Musimy sobie same poradzić...

Dobra... bądź spokojna biegnie po patyk i daje go kotce masz.

Bierzę patyk do pyska.

Słoneczne Niebo boję się o mnie i moje kociaki.

Ja też, ale nie mamy wyjścia... nikt nie przyszedł, więc musimy sobie jakoś radzić.

Zrobię wszystko, co w mojej mocy, aby kociaki urodziły się zdrowe!

Przybiega jestem.

Rozkwitające Marznie!

Położyłam pod jej brzuch liście i dałam jej patyka... starałam się.

Dziękuje bardzo...

Zaczyna krwawić.

Spokojnie... uspokaja kotkę liżąc po głowie.

Sprawdza czy liście malin są dobrze położone i delikatnie je przesuwa bliżej brzucha.

Czeka na rozwój sytuacji.

Pierwszy skurcz przyszedł i Jagodowa Pieśń ugryzła tak mocno patyk, że patyk się odłamał na pół.

Rodzi się.

Biegnie po kociaka i go wylizuję.

Rodzi się.

Wylizuję kociaka.

Rodzi się i popiskuję.

Bierzę kociaka i wylizuję.

Kotka powoli wyślizgnęła się na mech. Było coś jednak bardziej niepokojącego. Nie wydawała żadnych oznak życia.
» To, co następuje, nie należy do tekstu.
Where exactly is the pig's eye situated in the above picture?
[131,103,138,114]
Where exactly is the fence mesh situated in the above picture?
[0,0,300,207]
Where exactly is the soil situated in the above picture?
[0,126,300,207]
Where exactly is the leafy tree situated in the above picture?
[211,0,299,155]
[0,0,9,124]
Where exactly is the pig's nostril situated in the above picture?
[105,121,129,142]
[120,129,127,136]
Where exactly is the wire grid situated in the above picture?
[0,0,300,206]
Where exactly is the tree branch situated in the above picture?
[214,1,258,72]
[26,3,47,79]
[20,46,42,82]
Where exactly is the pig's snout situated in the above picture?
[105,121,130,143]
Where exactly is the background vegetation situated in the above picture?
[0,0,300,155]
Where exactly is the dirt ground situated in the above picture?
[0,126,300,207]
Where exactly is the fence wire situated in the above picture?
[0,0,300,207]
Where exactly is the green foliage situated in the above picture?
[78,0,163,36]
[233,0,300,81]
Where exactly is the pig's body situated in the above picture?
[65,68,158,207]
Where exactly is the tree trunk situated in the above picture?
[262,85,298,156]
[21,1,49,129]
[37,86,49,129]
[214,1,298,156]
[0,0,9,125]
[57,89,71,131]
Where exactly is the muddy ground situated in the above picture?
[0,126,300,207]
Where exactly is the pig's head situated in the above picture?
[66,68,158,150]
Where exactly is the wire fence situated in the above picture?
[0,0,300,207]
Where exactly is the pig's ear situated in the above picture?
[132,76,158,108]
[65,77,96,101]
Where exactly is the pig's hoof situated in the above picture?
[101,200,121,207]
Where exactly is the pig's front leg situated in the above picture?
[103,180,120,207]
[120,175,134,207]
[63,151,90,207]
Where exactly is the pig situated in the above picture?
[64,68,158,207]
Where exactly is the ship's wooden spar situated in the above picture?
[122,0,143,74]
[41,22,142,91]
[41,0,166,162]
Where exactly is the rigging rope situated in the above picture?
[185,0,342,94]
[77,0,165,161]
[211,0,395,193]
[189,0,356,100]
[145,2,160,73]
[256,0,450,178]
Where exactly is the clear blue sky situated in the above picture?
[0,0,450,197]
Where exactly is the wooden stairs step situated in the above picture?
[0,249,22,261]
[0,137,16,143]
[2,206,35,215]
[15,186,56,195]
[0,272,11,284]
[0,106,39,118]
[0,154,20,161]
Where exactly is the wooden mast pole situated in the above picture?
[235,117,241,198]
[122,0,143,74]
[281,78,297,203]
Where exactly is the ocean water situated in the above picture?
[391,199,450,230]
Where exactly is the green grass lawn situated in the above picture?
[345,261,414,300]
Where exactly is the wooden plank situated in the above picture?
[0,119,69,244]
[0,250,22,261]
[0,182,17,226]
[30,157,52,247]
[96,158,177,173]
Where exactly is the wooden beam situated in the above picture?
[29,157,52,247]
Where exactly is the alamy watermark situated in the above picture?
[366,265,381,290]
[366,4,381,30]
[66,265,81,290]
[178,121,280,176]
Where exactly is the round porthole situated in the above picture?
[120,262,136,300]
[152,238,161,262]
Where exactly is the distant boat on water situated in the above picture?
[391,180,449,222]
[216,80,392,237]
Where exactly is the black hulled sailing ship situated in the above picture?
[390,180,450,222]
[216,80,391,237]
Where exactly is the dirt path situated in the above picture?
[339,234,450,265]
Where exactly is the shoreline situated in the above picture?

Koteczko? przybliża się do koteczki.

Patrzy na kociaka Ona nie żyję?

Sprawdza jej oddech.

Oddycha, spokojnie.

Jak dobrze...

Ona żyję, wszystko dobrze, jednak... Mam pewne.. wątpliwości.

Rodzi się, ale chwilowo nie oddycha.

Bierzę i wylizuję kociaka.

Ona... Nie oddycha?

Zdaję mi się, że to już wszystkie kociaki.

Nadal liżę kociaka.

Zaczęła oddychać.

Jak je nazwiemy?

Mogłabym nazwać któregoś kociaka?

Moje cudne kociaki dziękuje Rozkwitające Marzenie, Biszkoptowe Serce i Słoneczne Niebo.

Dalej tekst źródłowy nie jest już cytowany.